Jenny Tintner, Cooper City High student: "Every day, 11 teens are killed because of texting and driving. This is completely inexcusable and completely preventable."
These students at Cooper City High School feel so strongly, they are asking fellow students to pledge never to do it.
Jenny Tintner: "We started a 'No Texting and Driving' campaign to make teens aware that they should not be texting and driving. They need to put down their phone in the car."
Jenny and Felicia, both juniors, organized this rally to make students very aware of the dangers.
Jenny Tintner: "Actually last week, two kids at school got in a car crash leaving the parking lot, because they weren't paying attention and texting."
Part of the problem? Many teens feel invincible, like there's no way they could get hurt or cause an accident.
Felicia Steinberg, Cooper City High student: "Since teenagers get their license when they're 16, they think they're the best drivers and they're finally free and think, 'Oh, it won't happen to me.'"
Some admit their parents are not setting a good example.
Jordan Shears, Ninth Grader: "I have to take the phone away. My mom has an iPhone, and I just put it away."
7's Parenting Expert Dr. Valerie Goode says mom and dad may love to text too, but you have to be a good role model.
Dr. Valerie Goode: "First of all, parents have to put down their phones in the car and use that time to speak with their children. It's the best time."
Dr. Val says, use your time in the car to talk with your child, not on the phone, teach your kids at an early age that texting behind the wheel is not OK, and that they don't have to respond to a text the second they get one.
Dr.
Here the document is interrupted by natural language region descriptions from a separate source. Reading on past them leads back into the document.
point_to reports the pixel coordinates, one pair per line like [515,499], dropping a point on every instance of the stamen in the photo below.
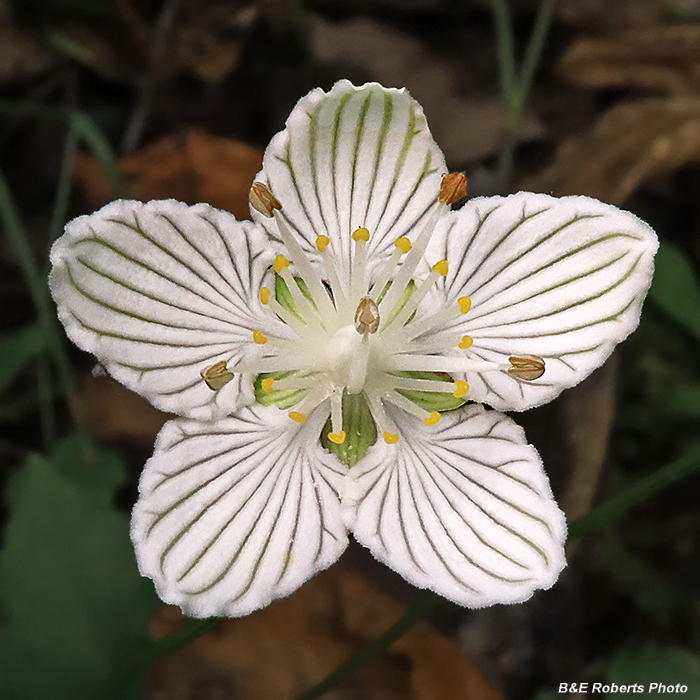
[466,342]
[337,412]
[305,269]
[412,261]
[433,419]
[280,263]
[322,243]
[461,390]
[337,438]
[441,268]
[453,188]
[358,284]
[366,316]
[438,270]
[441,363]
[217,375]
[527,367]
[402,246]
[263,200]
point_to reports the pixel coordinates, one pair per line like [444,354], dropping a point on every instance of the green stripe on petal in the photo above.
[353,157]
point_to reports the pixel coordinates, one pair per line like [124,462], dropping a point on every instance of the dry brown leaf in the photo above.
[660,59]
[197,168]
[465,129]
[292,644]
[631,144]
[114,414]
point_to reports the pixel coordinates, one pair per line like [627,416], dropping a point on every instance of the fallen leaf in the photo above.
[466,129]
[295,642]
[197,168]
[660,59]
[630,144]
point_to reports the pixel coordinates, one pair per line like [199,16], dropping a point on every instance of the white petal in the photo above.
[234,514]
[563,279]
[464,509]
[353,157]
[159,292]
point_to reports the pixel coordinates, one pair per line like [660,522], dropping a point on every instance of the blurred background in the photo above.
[178,98]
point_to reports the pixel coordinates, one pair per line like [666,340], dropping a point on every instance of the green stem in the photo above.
[187,633]
[636,493]
[533,52]
[38,289]
[415,612]
[506,51]
[98,144]
[65,180]
[515,85]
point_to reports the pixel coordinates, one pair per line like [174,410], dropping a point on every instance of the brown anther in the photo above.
[263,200]
[453,188]
[217,375]
[367,316]
[527,367]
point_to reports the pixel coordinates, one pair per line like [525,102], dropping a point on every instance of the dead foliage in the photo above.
[629,145]
[197,167]
[662,59]
[294,643]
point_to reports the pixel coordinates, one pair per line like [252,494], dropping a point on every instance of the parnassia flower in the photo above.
[329,360]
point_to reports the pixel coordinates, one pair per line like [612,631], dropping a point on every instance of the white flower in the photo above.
[364,306]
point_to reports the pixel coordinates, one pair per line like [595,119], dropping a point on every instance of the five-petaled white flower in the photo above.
[312,354]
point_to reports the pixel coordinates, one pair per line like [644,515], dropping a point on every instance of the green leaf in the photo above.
[74,609]
[359,427]
[684,401]
[675,288]
[17,350]
[653,664]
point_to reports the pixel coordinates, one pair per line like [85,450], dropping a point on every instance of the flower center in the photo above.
[359,345]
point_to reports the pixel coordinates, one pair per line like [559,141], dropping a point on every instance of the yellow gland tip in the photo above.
[465,303]
[403,244]
[461,390]
[280,263]
[441,268]
[466,342]
[360,234]
[337,438]
[432,419]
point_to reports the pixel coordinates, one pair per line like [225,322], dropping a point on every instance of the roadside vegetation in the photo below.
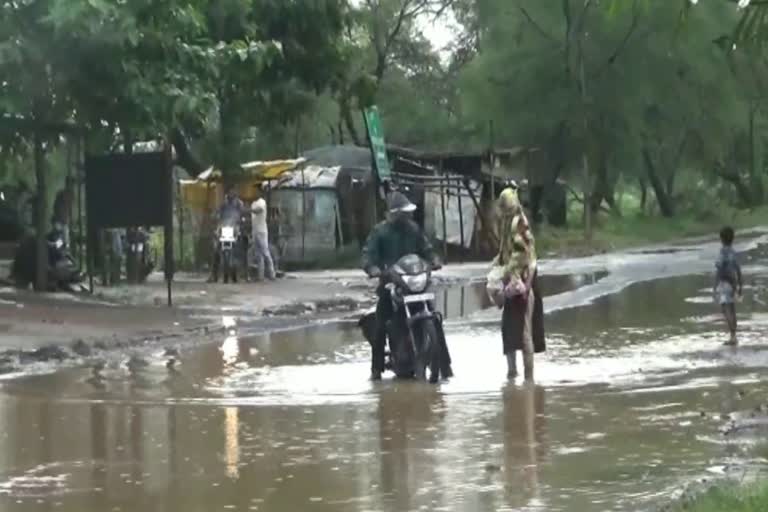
[728,498]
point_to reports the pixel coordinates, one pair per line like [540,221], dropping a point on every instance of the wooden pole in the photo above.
[461,221]
[303,216]
[180,216]
[442,209]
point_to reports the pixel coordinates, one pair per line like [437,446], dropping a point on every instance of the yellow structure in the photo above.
[207,191]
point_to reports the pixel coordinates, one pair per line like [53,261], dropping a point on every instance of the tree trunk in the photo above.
[756,184]
[666,205]
[743,190]
[588,220]
[41,217]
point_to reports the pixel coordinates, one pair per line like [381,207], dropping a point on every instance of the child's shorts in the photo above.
[724,293]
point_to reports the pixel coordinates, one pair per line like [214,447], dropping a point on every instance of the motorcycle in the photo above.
[228,235]
[138,263]
[414,332]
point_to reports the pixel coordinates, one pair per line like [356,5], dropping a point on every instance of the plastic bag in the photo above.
[494,286]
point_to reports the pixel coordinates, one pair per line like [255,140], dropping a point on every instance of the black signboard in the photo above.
[133,190]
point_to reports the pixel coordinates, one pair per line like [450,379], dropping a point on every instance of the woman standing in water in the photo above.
[522,323]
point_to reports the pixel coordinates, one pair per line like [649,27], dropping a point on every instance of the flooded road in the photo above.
[628,406]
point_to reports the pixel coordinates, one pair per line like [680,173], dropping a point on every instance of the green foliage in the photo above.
[729,498]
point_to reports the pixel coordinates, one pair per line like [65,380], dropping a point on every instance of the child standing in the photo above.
[728,284]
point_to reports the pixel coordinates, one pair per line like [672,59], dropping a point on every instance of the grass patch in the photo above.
[731,498]
[612,233]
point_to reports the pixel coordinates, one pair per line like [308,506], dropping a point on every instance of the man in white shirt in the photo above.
[261,253]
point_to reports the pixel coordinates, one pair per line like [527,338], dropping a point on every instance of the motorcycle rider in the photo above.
[229,213]
[389,241]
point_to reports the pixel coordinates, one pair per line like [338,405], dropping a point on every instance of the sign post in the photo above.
[378,146]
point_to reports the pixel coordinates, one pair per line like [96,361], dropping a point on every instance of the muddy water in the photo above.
[286,421]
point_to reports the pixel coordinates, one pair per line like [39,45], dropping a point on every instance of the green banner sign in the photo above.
[378,147]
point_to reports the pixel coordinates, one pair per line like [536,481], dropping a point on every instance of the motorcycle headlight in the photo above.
[417,283]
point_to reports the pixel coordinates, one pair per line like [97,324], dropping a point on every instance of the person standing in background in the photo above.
[260,240]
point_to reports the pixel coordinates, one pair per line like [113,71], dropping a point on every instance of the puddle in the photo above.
[286,420]
[461,301]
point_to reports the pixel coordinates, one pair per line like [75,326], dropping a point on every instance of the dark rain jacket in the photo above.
[388,242]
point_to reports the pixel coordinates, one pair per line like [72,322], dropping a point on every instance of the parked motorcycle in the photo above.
[414,332]
[63,273]
[228,235]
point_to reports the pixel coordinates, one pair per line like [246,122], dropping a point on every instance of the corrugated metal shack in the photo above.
[456,193]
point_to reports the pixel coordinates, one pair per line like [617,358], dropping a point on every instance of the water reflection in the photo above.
[524,444]
[230,350]
[410,420]
[232,441]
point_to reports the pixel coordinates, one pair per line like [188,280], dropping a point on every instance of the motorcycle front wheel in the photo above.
[428,354]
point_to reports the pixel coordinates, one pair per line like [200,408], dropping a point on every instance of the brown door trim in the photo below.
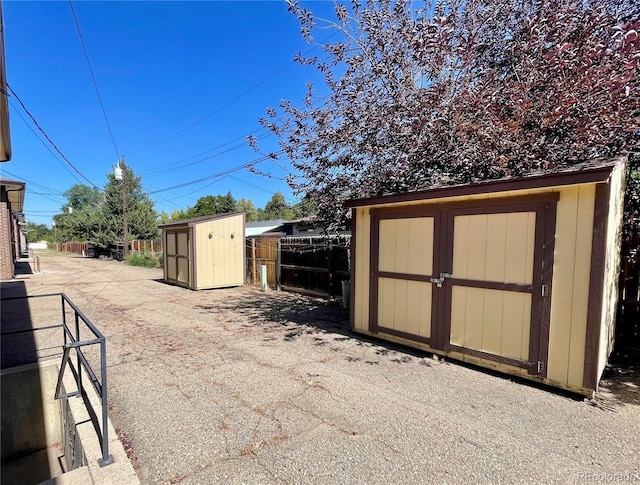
[542,275]
[544,206]
[378,215]
[596,286]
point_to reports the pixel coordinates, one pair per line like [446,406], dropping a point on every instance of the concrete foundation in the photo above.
[51,441]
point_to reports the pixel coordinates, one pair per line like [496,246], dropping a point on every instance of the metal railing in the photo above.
[73,342]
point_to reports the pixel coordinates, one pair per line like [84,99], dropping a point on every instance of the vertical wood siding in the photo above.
[406,246]
[612,266]
[494,247]
[220,252]
[491,321]
[570,294]
[492,253]
[361,297]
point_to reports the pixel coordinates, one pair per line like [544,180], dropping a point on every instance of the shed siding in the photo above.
[612,266]
[570,284]
[485,250]
[406,245]
[491,321]
[220,258]
[570,293]
[405,306]
[361,297]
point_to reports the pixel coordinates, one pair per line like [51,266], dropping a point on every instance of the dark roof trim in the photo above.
[15,191]
[578,174]
[197,220]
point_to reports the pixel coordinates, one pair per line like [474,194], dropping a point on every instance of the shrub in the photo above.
[146,259]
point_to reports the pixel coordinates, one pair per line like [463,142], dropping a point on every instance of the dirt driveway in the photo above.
[237,386]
Valerie Goode: "We have to teach them differently, that it's OK not to return a text right away."
Students signed petitions to make Florida a text-free state and pledged never to text and drive by marking a banner with their thumbprint.
Those just getting their learner's permit say this really taught them a lesson.
Kevin Luks, 10th Grader: "I never knew so many people could die just from texting in a car. It really affected me. I'm going to let all my friends know."
Max Frost, 11th Grader: "I would rather wait to send the text about the pizza party later than end up in the hospital, send a text, 'Hey, mom. I'm in the hospital.'"
Lynn Martinez: "The students plan to continue collecting signatures and send them to Tallahassee in the hopes of making Florida a text-free state."